If it is desired to model a material by assuming different shapes for the
inclusions and host materials, the Mori-Tanaka and Kuster-Toksöz schemes
may be used. Again considering the data of Walsh *et al.* (1965) for glass
foam, suppose that one reasonable model would be spherical glass
particles and needle shaped voids. The result of such a calculation is
presented in Figure 3. The agreement is somewhat better than that for the
spherical inclusions model, although the correspondence between this model
and the physical composite seems unclear. In fact, this should be a better
model for the sintered glass beads, than for the foam.
It seems therefore that a more physically realistic model of the
glass foam should be just the opposite: spherical voids and needle shaped glass
inclusions. However, when I do this computation for MT and KT, I find that
the results in both cases are identical to the results for spherical voids and
spherical glass inclusions illustrated in Figure 1 and therefore this model
gives no improvement in the estimates. I consider this to be a failure
of these theories, because it shows they are not flexible enough to capture
differences in the microgeometry of the host. For comparison, I also show in
Figure 3 the result obtained using the SC theory assuming needle shaped glass
and spherical voids. Although the voids are indeed approximately
spherical in the glass foam, it seems that needles should be a poor
approximation of the actual glass structure until very high porosities are
achieved.

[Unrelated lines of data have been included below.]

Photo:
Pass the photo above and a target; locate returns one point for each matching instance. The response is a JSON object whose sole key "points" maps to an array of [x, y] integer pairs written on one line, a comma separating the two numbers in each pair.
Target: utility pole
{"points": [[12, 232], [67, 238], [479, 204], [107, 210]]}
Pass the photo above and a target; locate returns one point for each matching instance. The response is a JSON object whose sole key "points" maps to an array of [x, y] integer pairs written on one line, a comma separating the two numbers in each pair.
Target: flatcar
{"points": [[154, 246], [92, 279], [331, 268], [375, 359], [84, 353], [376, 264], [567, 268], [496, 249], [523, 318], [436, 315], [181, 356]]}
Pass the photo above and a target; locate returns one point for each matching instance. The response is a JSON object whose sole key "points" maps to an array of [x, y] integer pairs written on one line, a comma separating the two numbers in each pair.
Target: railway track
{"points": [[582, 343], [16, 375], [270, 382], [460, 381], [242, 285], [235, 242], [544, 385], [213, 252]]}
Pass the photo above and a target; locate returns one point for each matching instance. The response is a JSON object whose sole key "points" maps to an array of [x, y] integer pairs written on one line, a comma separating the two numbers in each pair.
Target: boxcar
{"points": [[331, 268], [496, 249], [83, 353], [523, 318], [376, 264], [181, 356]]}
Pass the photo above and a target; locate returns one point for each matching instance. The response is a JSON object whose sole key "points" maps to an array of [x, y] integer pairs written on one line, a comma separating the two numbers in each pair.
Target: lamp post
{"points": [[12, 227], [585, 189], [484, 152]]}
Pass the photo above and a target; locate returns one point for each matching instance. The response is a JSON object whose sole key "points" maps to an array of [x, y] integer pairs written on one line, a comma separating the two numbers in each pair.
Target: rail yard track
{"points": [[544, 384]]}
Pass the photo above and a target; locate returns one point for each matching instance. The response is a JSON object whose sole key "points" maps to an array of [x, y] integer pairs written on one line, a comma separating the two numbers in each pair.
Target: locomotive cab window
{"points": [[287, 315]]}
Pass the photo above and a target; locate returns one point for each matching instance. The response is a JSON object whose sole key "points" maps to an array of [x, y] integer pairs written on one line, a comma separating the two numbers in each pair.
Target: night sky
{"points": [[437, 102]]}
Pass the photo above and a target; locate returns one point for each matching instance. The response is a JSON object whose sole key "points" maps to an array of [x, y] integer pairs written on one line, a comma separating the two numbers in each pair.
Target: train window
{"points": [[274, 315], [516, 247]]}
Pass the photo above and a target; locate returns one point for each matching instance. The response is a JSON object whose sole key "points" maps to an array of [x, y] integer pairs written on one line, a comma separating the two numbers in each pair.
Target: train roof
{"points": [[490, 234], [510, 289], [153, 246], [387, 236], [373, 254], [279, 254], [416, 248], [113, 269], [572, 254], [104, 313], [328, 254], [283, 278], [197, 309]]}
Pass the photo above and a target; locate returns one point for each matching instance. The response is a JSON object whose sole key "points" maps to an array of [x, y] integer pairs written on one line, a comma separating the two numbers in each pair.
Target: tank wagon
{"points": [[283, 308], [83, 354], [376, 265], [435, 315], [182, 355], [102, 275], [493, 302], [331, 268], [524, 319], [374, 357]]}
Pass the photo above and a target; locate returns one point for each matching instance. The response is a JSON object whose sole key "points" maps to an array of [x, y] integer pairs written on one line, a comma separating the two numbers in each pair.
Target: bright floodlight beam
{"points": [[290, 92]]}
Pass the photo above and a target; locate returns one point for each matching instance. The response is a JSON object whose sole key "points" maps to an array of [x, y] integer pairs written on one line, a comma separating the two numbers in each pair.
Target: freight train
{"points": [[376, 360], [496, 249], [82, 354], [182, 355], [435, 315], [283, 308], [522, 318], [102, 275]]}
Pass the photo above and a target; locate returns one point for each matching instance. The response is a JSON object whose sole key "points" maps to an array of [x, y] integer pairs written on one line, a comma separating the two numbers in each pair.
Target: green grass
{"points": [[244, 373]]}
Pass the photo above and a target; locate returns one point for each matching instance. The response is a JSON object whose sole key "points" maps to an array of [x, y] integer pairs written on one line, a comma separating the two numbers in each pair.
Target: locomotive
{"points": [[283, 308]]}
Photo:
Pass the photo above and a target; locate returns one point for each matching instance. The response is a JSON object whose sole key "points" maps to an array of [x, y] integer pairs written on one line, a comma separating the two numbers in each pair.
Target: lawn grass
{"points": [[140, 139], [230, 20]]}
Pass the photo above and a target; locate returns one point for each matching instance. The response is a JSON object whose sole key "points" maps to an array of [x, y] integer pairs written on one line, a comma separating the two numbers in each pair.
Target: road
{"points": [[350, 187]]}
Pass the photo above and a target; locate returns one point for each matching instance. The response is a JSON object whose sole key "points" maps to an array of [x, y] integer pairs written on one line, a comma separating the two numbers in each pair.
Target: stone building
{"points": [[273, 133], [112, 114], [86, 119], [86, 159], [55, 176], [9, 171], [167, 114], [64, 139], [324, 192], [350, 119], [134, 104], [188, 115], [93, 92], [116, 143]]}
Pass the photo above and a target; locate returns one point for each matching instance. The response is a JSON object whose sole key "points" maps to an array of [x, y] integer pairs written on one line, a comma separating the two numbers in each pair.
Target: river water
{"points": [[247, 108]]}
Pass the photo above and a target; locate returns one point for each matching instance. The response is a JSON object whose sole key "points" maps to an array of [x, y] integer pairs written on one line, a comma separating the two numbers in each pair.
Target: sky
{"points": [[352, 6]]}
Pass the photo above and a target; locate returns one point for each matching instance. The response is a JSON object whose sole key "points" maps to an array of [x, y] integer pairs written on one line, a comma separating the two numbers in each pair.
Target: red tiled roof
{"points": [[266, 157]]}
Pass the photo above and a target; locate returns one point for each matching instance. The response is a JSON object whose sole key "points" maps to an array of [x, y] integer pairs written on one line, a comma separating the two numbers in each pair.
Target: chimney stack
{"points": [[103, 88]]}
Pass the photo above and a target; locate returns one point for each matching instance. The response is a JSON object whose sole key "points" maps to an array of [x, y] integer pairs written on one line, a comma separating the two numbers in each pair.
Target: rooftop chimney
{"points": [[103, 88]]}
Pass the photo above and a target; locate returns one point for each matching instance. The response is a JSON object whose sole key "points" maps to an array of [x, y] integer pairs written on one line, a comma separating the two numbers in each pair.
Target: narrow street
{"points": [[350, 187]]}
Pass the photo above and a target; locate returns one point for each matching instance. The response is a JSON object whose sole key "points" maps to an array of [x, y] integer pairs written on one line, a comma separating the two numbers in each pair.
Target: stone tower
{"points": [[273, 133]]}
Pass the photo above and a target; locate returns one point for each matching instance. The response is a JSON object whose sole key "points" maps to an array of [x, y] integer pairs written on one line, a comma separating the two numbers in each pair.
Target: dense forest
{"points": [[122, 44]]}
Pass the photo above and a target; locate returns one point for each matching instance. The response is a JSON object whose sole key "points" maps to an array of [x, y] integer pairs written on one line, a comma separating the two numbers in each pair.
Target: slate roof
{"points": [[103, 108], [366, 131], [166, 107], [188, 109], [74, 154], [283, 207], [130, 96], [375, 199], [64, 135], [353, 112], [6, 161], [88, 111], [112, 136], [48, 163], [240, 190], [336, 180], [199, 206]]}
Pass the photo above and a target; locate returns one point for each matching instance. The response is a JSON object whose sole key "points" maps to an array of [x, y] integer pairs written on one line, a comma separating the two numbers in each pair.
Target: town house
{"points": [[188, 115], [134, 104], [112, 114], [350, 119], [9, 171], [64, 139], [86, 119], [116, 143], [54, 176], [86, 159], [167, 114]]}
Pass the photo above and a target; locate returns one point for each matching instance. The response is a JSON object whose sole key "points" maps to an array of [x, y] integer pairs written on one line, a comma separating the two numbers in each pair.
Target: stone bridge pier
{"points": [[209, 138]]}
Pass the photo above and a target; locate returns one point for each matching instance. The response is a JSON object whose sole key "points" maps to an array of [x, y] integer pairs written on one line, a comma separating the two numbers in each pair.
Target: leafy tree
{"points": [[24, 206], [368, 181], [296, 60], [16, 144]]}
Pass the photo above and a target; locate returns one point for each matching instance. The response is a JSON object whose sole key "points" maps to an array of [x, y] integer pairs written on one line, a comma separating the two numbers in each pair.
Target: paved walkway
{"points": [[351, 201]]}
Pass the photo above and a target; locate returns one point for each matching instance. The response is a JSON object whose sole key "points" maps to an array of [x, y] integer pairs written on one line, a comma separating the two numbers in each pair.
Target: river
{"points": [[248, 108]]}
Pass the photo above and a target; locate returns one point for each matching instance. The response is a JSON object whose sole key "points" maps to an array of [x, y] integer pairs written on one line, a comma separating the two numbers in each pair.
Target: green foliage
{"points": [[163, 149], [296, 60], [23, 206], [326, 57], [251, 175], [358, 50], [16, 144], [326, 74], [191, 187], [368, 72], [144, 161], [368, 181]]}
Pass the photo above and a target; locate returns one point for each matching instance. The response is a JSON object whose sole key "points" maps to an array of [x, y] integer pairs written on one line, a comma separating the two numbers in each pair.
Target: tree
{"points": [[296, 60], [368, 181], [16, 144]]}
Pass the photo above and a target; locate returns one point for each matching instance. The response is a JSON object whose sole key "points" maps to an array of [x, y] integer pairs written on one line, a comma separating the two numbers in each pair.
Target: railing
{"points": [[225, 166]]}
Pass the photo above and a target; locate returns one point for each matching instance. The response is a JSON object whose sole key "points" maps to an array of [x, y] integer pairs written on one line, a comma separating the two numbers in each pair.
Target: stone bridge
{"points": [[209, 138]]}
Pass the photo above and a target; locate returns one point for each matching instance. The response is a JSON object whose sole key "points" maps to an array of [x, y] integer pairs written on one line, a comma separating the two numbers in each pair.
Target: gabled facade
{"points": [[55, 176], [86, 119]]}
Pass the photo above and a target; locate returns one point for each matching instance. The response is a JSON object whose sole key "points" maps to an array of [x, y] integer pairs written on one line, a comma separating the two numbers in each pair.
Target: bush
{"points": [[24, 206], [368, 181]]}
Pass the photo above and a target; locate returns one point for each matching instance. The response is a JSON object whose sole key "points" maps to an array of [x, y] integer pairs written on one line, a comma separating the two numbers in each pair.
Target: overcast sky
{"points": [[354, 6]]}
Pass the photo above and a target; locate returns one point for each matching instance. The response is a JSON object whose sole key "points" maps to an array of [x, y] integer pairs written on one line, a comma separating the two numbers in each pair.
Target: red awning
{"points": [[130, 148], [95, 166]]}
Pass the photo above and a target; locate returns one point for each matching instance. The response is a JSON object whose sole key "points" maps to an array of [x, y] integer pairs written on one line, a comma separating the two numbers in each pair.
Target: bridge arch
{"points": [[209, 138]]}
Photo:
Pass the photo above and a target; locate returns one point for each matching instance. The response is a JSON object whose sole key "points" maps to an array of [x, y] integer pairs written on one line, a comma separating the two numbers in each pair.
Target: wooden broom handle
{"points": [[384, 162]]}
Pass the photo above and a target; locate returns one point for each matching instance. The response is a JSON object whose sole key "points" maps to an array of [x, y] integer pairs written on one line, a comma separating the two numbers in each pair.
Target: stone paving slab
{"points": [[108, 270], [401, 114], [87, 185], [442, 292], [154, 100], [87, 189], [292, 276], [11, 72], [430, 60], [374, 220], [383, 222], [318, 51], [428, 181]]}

This intuition seems to be borne out by the results obtained, which
underestimate the strength of the foam at intermediate values of porosity but
have the right trend overall.

Considering the data of Berge *et al.* (1993) again, a reasonable model
of a finite permeability granular sample is this: spherical grains and needle
shaped voids. This result computed using the SC theory is also plotted in
Figure 2. The agreement with the data is comparable to that achieved by the
theory assuming spherical grains and spherical voids.